Ganga Jamuni- Silver and Gold A Forgotten Culture
Ganga-Jamuni: Silver and Gold: A Forgotten Culture is a book born out of the reaction of a British-Canadian artist born in a Bengali Muslim family named Naz Ikramullah on the lost heritage that coincided both Hindu and Muslim tradition. This book discusses issues on historical background, religion, customs and literature of Indian Subcontinent. Naz Ikramullah says in the in the Introduction “ I had learnt Urdu, Hindi, and also English. I learnt to dance and sing. I was only nine years old when the family moved to Pakistan in 1947. Even at that early age […] something told me, and it troubled me, that I could no longer exist in the culture I had always taken for granted (1).
It is this lost culture that Naz Ikramullah traces back and compiles in this book. There are five chapters in this book: 1) Historical Background, 2) Religion: Sufi thought/ Bhakti Thought and Its influence on South Asia’s Culture, 3) Music, Painting, Architecture and Literature, 4) Cultural Fusion, and v) Cotemporary Connections. The book also has a DVD on shared history which is presented in the book. In many ways, the book discusses how Muslims had a great impact upon Hindu culture, tradition, education, literature, music and architecture. The book also shares some interesting information about how Muslims have taken the Hindu custom f wearing sindoor only replacing it with golden afsan. The book not only shows interrelated customs in Bangladesh, India and Pakistan but also shows how some old games, derived from Indian Subcontinent, reaches in Britain, and then become global. Both chess and ludo are such games which were taken to Britain and then made popular.

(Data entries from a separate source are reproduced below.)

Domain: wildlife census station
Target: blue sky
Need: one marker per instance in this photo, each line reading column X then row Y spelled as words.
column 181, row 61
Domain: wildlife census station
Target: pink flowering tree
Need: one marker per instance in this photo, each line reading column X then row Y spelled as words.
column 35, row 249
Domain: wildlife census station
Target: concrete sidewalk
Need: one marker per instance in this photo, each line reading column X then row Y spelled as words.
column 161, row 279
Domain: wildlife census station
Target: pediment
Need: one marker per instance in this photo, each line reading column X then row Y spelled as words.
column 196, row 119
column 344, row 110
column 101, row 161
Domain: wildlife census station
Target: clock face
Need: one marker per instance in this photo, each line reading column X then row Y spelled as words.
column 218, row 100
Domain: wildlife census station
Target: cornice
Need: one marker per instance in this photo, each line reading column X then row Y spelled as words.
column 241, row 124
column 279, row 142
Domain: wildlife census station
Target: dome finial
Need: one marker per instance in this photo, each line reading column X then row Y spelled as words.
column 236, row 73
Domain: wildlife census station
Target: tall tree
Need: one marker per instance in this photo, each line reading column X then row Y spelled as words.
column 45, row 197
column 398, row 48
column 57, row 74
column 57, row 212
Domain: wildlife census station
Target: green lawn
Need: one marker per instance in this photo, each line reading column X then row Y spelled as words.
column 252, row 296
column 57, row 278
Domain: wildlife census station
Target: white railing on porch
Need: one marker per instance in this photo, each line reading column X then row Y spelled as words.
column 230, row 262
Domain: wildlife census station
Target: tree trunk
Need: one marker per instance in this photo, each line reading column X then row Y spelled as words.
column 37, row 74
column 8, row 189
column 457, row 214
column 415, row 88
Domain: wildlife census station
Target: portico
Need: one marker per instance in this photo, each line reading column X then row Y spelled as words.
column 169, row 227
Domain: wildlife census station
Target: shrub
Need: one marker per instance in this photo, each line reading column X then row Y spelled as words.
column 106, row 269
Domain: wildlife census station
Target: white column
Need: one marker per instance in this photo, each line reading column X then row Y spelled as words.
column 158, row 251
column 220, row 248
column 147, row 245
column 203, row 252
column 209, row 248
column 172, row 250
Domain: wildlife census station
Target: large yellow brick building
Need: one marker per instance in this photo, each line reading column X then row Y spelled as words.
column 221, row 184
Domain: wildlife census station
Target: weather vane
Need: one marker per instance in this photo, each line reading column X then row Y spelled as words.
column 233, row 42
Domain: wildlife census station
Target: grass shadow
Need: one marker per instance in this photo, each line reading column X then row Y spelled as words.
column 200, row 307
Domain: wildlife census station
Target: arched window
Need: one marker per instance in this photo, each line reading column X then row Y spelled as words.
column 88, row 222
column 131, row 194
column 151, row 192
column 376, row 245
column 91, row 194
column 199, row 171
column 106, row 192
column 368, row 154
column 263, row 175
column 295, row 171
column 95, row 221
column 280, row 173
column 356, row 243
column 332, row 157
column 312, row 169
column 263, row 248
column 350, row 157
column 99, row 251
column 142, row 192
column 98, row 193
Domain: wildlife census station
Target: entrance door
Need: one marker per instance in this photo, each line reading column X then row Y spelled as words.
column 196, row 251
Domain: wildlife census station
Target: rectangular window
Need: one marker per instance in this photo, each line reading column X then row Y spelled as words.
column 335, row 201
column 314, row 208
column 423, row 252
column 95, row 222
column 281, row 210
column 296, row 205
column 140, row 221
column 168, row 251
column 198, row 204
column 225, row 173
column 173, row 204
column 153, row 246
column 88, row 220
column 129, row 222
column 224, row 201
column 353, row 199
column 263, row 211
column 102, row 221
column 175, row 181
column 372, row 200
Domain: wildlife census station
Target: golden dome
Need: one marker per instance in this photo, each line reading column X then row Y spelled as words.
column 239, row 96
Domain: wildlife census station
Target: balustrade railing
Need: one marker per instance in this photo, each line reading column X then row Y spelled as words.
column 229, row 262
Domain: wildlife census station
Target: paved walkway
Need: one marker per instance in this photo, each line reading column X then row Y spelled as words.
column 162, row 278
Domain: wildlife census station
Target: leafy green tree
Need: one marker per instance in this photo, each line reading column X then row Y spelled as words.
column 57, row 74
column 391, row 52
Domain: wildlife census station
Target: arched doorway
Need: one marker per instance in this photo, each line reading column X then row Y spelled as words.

However, while reading this book some may find the documentary biased on Muslim tradition as the book reflect more on how other cultures are being islamicized through Muslim influence on culture, music, architecture, etc.
This book is about ten years ago several things occurred which made me think about the Muslim culture that I believed to be mine–this culture was under attack from various sides of society. It is important to understand at the outset that this book cannot encompass the vast diversity of India. India is the country where Buddhism, Jainism and Sikhism were born. To India fled the Zoroastrians from Persia (Iran) to escape persecution after the advent of Islam in that country. Christians have also lived in India from about 50 AD, a time which precedes the coming of Jesuits priests to Akbar’s court and of Christian missionaries in the wake of the East India Company and the British Empire in India. This book is more concerned with the shared culture of Hindus, who were in India before the Muslims came there, first as traders and later as invaders, and the Muslims who stayed and became a part of India.